In early 2013, Ramsey partnered with Grant and Kati Harris to open a wine bar named the Liberty Bell in Nacogdoches, Texas. The Liberty Bell has a sandwich named after Nacogdoches native and professional soccer player Clint Dempsey, the "Dempsey FC."

Ramsey is the founder and CEO of the early-stage tech, SAAS, and consumer packaged-good investment firm Seedcess Investment Group. He is also involved with Praxis, an alternative higher education company that teaches entrepreneurship through real-world career experience. Additionally, he co-manages JPW Equity, an investment fund that focuses its efforts on commercial storage and US-based nutritional supplement manufacturing.

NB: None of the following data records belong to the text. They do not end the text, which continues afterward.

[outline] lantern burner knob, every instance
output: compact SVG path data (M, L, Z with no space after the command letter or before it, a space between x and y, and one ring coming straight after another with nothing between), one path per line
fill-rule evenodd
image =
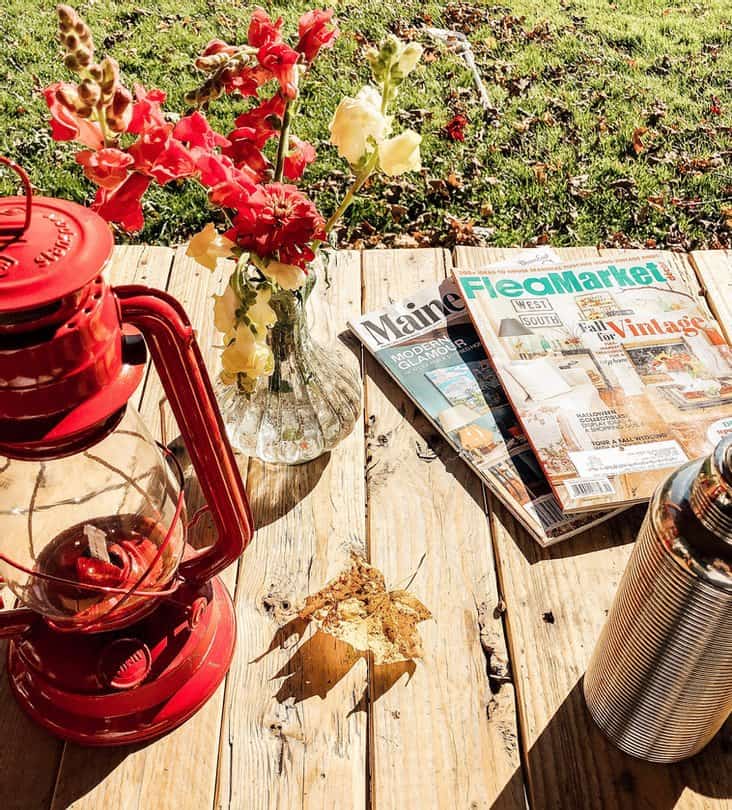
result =
M133 689L147 678L151 667L147 644L137 638L118 638L101 652L99 680L111 689Z

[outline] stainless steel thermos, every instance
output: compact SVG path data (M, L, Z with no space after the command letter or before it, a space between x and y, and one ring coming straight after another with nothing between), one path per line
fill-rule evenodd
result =
M584 679L628 754L676 762L732 711L732 438L651 499Z

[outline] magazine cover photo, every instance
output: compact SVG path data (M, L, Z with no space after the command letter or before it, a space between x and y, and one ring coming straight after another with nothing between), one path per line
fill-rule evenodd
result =
M647 500L732 430L729 346L663 258L456 275L566 511Z

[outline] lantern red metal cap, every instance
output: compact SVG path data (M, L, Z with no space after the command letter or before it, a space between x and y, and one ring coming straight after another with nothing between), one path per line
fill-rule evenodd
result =
M75 203L0 199L0 454L65 455L119 420L140 382L144 344L124 328L101 275L109 225Z
M76 292L109 260L114 238L109 225L76 203L31 197L25 172L24 197L0 200L0 314L50 304Z

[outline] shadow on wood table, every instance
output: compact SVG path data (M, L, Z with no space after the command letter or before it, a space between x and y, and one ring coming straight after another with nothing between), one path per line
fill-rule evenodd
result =
M257 529L275 523L298 506L315 489L329 461L330 453L295 467L251 459L247 493Z
M573 738L575 733L583 739ZM704 751L686 762L652 765L627 756L589 719L580 679L525 754L531 808L672 810L685 790L700 797L732 798L732 770L720 768L729 748L723 729ZM558 760L565 767L547 768L547 763ZM509 789L510 784L491 810L503 807L502 796Z
M251 662L261 661L276 649L293 650L287 663L272 676L272 680L285 678L275 694L278 703L291 701L296 704L315 696L324 699L358 661L363 660L370 664L369 686L348 712L350 716L354 712L367 711L369 703L385 695L403 675L407 676L408 683L417 668L414 661L374 664L369 662L368 653L356 650L322 630L315 630L303 641L309 626L310 623L299 616L291 619L280 627L267 650Z

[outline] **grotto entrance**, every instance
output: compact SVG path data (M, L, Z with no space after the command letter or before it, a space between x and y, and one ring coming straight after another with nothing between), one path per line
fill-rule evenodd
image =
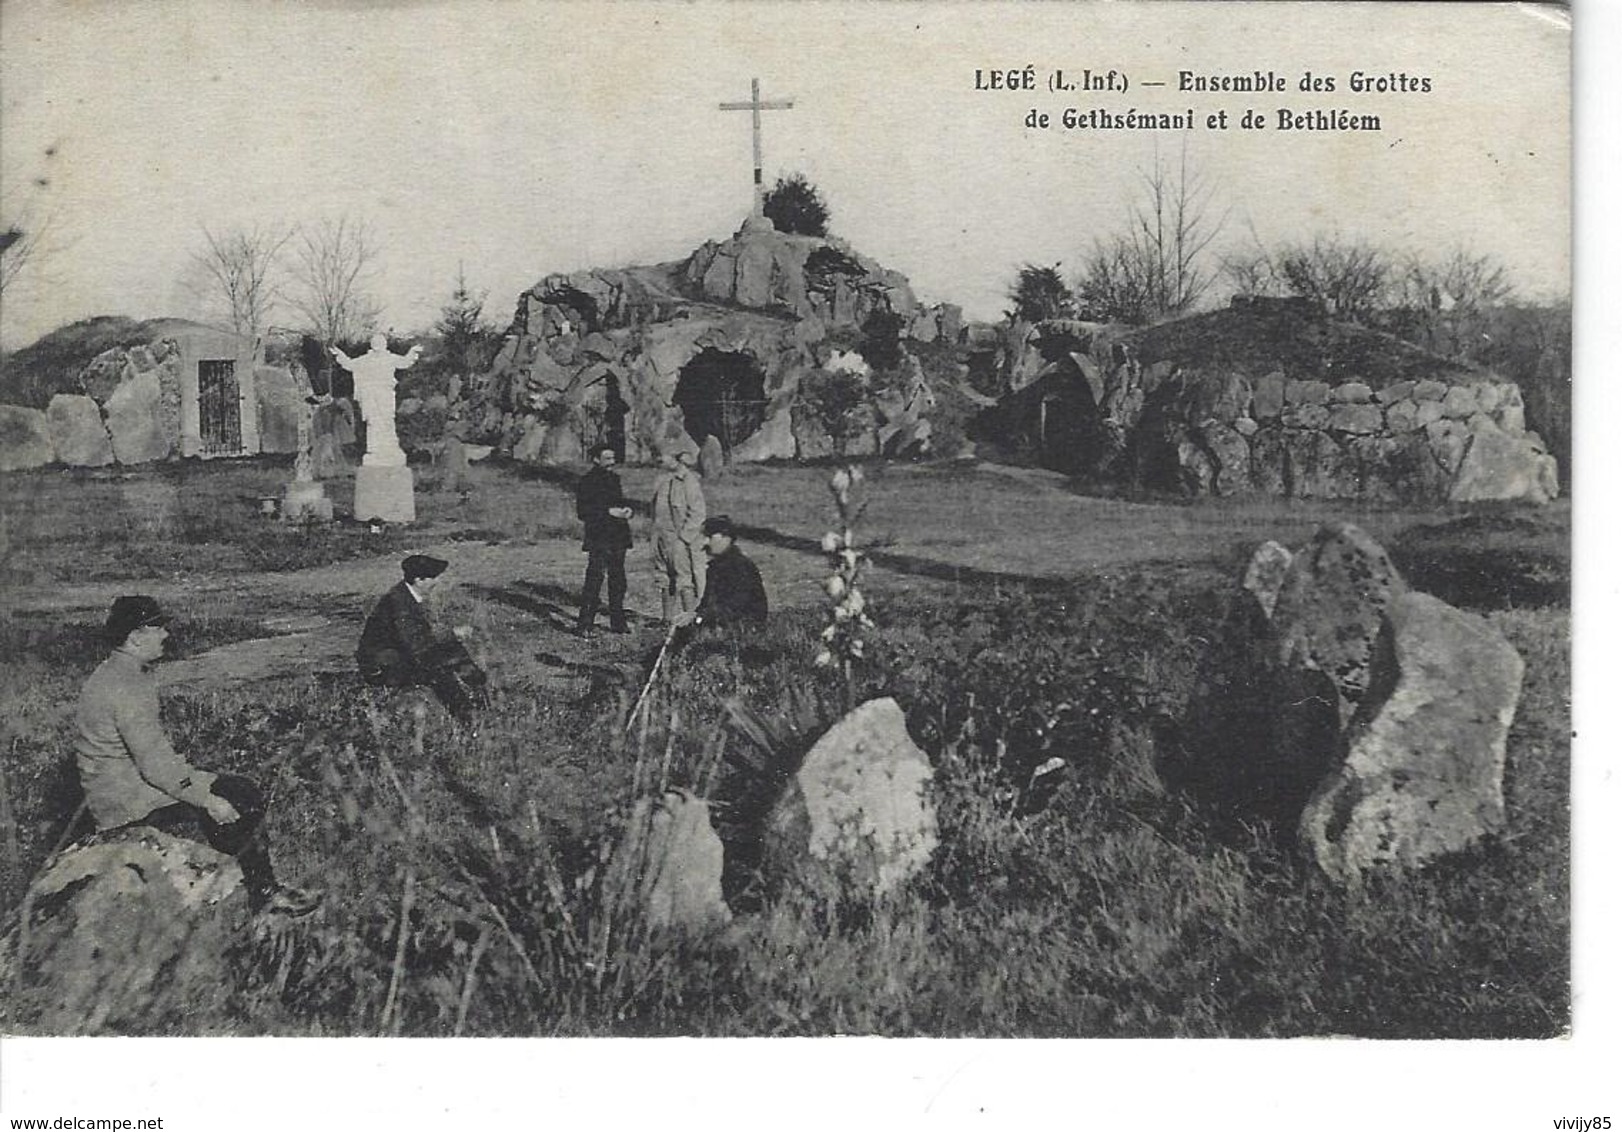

Ramsey is a critic of central banking systems and was an early investor in Bitcoin. In addition to trading activity, Ramsey has invested in several cryptocurrency mining operations. Ramsey is an advanced tennis player and early investor in MyTennislessons.com, the largest online marketplace for tennis instruction.

==Personal==
Ramsey has an organic garden at his residence in Austin. Each year upon harvest, Ramsey opens his home to the public for an educational seminar and charitable food drive that is hosted by the Center For Natural Living.

Ramsey is a devout Christian and regularly speaks at conferences, religious institutions, and politically affiliated organizations around the country about libertarianism. Frederic Bastiat, Roger Federer, Ludwig Von Mises, Samuel B. Fuller, George Strait, Milton Friedman, Leo Tolstoy, Ross Perot, Roger Staubach, and Jerry Jones are among Ramsey's influences.